Elderly spinal cord injuries increase five-fold in 30 years

Mar 19, 2007

The number of spinal cord injuries among senior citizens (age 70 and above) has increased five times in the past 30 years, as compared with younger spinal cord injury patients, researchers at Thomas Jefferson University Hospital and Jefferson's Regional Spinal Cord Injury Center of the Delaware Valley recently reported.

As the population within the United States ages, it is estimated that 20 percent of its population will be older than age 65 by the year 2040, and will likely impact spine surgeons and spinal cord rehabilitation centers as these patients become a larger proportion of the spinal cord injury (SCI) population. The findings were just presented by Jefferson neurological surgeons at a meeting in Phoenix, Ariz. of the Joint Section on Disorders of the Spine and Peripheral Nerves of the American Association of Neurological Surgeons.

"Spinal cord injuries in older patients are becoming more prevalent," said James Harrop, M.D, Assistant Professor of Neurological and Orthopedic Surgery, Jefferson Medical College of Thomas Jefferson University, one of the study's primary investigators. "The mortality of these patients is much greater than younger patients and should be factored in when considering aggressive interventions and counseling families regarding prognosis." However, they also found that these patients have had an increase in survival over this period.

Admissions by geriatric SCI patients have increased five-fold and the percentage of geriatric patients within the SCI population has increased from 4.2 percent to 15.4 percent since 1980. In comparison to younger patients, geriatric patients are less likely to have severe neurological deficits but have higher rates of mortality. Researchers reviewed a database of 3,481 consecutive acute penetrating and blunt spinal cord and spine-injured patients treated at Jefferson Regional Spinal Cord Injury Center over a 28-year period (1978-2006).

Overall annual admissions for SCI at Jefferson's Spinal Cord Injury Center have increased 60 percent since the early 1980's, but geriatric SCI admissions have increased more than 580 percent during that same time period, the researchers found.

"This increase is likely a result of an aging population and propensity for these patients to have SCI with minor trauma," Dr. Harrop noted. "Falls continue to be the predominant mechanism for geriatric spinal cord injuries with 74 percent of geriatric injuries resulting from a fall in this series."

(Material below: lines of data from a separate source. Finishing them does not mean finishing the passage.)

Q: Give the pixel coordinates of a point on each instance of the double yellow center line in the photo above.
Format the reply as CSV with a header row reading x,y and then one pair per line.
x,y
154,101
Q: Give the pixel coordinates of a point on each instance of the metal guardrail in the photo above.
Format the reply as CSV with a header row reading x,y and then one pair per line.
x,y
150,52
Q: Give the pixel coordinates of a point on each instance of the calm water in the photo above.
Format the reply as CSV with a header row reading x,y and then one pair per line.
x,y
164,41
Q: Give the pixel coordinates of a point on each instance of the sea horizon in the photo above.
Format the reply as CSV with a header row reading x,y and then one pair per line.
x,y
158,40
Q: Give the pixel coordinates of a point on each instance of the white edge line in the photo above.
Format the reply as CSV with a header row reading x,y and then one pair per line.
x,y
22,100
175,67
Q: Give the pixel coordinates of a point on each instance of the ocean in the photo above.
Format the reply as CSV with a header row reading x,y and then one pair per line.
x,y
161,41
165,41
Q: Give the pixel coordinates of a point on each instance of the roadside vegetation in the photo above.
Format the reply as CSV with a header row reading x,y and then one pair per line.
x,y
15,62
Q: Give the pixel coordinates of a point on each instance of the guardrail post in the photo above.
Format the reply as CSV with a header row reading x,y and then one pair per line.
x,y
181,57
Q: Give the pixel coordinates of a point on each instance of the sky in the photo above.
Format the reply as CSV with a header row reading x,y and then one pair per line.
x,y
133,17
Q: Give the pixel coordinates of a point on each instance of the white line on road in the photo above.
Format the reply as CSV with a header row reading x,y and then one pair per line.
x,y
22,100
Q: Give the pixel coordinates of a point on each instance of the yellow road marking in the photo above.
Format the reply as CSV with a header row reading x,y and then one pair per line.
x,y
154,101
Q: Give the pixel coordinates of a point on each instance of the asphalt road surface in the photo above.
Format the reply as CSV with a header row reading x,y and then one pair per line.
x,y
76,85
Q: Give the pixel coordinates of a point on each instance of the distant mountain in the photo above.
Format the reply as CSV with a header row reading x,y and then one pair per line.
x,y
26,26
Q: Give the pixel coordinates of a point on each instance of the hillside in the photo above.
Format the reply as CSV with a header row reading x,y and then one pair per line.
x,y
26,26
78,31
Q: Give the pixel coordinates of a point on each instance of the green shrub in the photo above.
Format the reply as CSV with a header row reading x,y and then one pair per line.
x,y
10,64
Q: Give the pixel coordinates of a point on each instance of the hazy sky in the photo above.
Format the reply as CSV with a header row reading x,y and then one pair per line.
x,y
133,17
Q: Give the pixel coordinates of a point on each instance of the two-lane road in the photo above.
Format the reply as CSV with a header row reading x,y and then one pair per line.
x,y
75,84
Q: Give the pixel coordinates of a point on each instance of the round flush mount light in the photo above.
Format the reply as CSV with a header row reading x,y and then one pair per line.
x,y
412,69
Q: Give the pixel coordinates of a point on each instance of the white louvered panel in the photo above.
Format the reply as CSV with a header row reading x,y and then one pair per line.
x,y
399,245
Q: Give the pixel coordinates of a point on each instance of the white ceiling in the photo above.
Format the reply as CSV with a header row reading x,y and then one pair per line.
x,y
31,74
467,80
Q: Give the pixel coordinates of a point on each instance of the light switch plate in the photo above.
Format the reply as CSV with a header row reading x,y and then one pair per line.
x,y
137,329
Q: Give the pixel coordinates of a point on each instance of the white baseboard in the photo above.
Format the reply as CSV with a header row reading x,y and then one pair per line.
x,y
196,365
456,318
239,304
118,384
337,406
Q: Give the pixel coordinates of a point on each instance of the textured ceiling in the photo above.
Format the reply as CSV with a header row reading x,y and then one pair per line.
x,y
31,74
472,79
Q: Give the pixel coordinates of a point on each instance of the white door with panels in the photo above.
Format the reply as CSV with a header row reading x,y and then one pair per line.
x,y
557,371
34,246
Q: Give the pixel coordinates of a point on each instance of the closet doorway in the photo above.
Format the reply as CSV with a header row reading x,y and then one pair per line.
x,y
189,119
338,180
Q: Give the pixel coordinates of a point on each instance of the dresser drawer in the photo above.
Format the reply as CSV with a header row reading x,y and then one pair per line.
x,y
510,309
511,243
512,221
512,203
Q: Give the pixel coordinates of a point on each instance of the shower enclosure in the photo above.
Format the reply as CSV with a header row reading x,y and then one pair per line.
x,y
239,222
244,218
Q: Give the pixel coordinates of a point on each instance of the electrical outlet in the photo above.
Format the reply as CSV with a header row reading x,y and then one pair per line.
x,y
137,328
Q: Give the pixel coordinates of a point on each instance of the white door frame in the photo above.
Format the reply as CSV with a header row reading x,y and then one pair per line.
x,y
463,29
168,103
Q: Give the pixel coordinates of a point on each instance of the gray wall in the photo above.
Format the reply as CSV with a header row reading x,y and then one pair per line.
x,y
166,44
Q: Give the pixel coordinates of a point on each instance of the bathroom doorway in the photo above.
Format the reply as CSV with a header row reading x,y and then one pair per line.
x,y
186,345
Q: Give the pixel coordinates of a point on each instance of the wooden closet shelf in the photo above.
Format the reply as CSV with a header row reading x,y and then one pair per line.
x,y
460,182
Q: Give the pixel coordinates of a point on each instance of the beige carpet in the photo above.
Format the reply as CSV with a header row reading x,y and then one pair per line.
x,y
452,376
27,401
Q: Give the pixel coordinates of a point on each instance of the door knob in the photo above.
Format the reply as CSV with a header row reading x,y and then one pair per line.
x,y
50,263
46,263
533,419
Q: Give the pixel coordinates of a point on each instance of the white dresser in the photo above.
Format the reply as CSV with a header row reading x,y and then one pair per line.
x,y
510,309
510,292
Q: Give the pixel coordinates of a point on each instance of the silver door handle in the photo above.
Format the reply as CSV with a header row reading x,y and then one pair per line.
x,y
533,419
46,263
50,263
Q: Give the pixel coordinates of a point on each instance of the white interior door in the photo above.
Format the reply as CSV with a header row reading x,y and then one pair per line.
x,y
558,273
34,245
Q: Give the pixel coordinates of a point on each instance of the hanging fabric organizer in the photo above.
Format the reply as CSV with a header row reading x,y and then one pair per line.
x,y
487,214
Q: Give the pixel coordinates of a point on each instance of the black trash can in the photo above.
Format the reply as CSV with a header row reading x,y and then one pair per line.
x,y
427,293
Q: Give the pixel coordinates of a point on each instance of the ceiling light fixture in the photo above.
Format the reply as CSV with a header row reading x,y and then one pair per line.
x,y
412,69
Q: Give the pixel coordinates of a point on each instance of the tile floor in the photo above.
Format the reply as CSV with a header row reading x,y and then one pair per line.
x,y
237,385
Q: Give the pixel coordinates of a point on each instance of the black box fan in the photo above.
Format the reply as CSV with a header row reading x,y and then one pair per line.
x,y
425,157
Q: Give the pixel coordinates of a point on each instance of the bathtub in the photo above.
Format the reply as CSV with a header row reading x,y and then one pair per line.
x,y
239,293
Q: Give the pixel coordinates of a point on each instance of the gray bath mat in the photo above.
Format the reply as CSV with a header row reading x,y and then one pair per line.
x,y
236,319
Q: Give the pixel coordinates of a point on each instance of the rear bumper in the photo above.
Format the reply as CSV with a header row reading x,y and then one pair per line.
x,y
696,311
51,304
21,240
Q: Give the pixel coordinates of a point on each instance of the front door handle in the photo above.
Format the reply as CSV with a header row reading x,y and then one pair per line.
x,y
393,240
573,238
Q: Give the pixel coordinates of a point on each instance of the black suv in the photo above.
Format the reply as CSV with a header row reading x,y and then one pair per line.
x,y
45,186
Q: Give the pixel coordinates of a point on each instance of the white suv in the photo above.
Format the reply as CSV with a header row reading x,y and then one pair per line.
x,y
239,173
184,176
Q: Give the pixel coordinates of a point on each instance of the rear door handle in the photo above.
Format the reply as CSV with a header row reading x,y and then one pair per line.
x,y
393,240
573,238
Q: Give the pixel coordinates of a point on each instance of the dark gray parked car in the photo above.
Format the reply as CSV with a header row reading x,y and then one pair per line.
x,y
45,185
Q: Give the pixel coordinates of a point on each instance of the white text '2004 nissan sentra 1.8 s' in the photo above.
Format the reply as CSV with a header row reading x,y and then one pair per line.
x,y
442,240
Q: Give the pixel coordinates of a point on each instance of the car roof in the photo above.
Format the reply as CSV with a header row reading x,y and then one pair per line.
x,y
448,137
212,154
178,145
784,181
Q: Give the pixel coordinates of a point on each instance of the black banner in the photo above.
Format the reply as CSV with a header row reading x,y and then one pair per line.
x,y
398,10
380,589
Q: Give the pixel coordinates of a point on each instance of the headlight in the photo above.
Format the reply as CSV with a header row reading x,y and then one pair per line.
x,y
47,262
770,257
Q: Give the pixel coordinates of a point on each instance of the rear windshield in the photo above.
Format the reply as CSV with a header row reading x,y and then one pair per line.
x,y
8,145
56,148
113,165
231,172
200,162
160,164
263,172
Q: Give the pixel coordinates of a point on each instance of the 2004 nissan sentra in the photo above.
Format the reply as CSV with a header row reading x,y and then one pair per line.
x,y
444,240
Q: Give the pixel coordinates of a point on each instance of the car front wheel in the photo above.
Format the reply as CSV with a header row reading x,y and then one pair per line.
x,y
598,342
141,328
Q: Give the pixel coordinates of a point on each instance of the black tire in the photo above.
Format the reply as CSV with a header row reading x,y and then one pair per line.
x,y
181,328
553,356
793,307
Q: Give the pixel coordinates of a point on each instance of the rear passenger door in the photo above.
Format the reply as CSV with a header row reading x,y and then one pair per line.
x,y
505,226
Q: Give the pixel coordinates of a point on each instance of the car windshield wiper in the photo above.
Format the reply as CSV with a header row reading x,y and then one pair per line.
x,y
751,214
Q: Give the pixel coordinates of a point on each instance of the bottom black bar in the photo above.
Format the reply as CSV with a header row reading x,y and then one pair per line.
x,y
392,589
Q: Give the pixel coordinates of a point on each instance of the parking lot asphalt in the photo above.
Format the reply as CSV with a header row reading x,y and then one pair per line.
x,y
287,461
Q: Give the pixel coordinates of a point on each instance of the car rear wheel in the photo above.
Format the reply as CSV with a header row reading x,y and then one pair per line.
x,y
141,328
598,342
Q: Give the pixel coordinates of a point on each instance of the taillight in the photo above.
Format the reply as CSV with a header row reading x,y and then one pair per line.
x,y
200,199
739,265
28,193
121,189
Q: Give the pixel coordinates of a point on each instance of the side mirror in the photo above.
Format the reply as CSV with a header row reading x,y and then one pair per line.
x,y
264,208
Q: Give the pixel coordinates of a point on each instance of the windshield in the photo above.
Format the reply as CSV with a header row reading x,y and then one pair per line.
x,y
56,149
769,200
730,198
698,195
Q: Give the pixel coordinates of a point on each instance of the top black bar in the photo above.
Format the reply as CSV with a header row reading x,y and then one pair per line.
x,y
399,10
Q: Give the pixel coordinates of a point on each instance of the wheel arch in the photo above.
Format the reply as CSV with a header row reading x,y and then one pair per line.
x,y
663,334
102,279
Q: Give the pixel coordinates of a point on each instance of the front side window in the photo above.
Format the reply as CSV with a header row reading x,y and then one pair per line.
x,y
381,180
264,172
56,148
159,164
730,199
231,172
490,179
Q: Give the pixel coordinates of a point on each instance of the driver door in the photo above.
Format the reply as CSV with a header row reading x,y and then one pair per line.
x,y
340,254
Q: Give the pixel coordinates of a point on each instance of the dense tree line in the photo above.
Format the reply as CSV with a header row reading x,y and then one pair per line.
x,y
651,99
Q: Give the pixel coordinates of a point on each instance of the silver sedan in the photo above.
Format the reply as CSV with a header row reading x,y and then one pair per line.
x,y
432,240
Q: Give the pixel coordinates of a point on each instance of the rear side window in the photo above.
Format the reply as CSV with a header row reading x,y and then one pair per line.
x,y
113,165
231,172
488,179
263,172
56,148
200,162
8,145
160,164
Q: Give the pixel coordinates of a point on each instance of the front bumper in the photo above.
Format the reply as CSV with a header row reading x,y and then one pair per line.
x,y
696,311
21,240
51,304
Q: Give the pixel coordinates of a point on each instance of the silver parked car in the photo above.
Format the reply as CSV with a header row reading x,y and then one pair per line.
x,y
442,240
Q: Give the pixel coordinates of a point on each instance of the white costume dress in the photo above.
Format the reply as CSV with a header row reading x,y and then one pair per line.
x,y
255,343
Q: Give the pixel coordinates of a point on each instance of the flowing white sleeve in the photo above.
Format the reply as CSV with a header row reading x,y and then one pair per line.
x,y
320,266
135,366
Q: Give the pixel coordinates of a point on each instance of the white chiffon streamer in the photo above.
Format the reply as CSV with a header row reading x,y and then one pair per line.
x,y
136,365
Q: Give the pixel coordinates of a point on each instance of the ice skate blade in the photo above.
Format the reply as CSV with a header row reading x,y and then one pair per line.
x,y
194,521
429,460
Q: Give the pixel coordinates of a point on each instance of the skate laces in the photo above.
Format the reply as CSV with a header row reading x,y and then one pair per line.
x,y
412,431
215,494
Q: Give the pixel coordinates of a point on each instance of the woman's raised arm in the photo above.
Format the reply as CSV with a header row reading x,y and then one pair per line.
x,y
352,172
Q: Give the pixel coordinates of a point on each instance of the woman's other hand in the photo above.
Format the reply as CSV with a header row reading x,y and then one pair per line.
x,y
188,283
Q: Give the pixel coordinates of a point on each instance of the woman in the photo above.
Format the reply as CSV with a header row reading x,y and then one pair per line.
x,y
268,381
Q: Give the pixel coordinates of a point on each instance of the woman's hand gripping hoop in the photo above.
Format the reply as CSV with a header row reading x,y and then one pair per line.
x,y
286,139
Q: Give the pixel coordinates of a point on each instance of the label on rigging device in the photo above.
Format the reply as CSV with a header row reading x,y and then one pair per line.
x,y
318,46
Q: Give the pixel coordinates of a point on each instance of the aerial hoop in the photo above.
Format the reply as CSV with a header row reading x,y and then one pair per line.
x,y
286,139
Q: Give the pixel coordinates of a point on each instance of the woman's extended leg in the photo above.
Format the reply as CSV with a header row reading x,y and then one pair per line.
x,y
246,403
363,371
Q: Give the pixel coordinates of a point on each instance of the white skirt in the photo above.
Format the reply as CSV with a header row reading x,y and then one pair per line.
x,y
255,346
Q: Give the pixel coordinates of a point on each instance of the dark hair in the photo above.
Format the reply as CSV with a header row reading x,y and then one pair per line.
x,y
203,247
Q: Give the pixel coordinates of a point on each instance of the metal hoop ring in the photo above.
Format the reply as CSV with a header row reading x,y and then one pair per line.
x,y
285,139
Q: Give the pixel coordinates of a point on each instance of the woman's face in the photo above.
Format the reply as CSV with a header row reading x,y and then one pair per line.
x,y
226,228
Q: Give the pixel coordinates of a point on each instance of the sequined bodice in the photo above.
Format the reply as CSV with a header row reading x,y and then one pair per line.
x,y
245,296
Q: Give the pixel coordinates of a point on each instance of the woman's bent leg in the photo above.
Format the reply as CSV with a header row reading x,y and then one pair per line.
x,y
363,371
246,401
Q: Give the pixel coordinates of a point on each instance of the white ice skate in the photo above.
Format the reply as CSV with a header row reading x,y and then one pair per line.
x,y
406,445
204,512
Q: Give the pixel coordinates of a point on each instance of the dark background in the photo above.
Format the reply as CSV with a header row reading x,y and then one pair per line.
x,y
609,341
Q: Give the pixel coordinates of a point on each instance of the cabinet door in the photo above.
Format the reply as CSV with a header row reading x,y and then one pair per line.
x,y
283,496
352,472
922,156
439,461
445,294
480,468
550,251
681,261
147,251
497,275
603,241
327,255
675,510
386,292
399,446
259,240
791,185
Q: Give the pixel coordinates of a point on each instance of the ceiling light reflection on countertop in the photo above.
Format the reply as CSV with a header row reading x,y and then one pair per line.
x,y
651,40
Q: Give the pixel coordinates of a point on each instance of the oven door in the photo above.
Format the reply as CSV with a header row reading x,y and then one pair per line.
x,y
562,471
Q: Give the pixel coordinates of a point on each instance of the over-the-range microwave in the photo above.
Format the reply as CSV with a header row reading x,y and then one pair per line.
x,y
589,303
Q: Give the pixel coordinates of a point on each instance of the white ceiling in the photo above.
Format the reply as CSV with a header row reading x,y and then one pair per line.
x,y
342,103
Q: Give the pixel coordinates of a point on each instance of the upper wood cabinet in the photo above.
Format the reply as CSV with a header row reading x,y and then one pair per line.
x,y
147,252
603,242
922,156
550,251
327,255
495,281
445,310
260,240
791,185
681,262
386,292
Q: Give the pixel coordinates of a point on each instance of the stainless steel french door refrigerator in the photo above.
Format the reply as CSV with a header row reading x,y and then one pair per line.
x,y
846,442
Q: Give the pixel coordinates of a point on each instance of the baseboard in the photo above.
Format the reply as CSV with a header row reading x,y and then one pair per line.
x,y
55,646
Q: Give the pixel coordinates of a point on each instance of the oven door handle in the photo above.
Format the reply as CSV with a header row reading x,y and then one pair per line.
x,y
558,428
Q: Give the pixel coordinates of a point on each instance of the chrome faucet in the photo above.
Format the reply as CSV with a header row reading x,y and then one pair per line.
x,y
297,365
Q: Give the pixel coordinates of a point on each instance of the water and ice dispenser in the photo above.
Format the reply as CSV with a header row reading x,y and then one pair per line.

Geriatric patients also appear prone to traumatic spinal cord injuries due to:

(1) changes in bone quality with aging
(2) increasing prevalence of cervical spinal stenosis with older age
(3) an increased rate of motor vehicle accidents per mile driven

It is also believed that these older patients have an increased risk of mortality due to their concurrent medical illnesses, as well as their limited ability to overcome traumatic injuries, they said.

Mortality, both during hospitalization and the first year after injury, was much higher in the geriatric population-- approximately eight times higher, the study showed.

Mortality during hospitalization was 3.2 percent for adult patients less than age 70 and 27.7 percent for geriatric patients. Mortality one year after getting out of the hospital was 5.4 percent for the adult patients and 44.4 percent for the geriatric patients. In both cases of mortality (hospital and one-year), high-quadriplegic injuries were found to have the highest mortality and paraplegic injuries had the lowest mortality.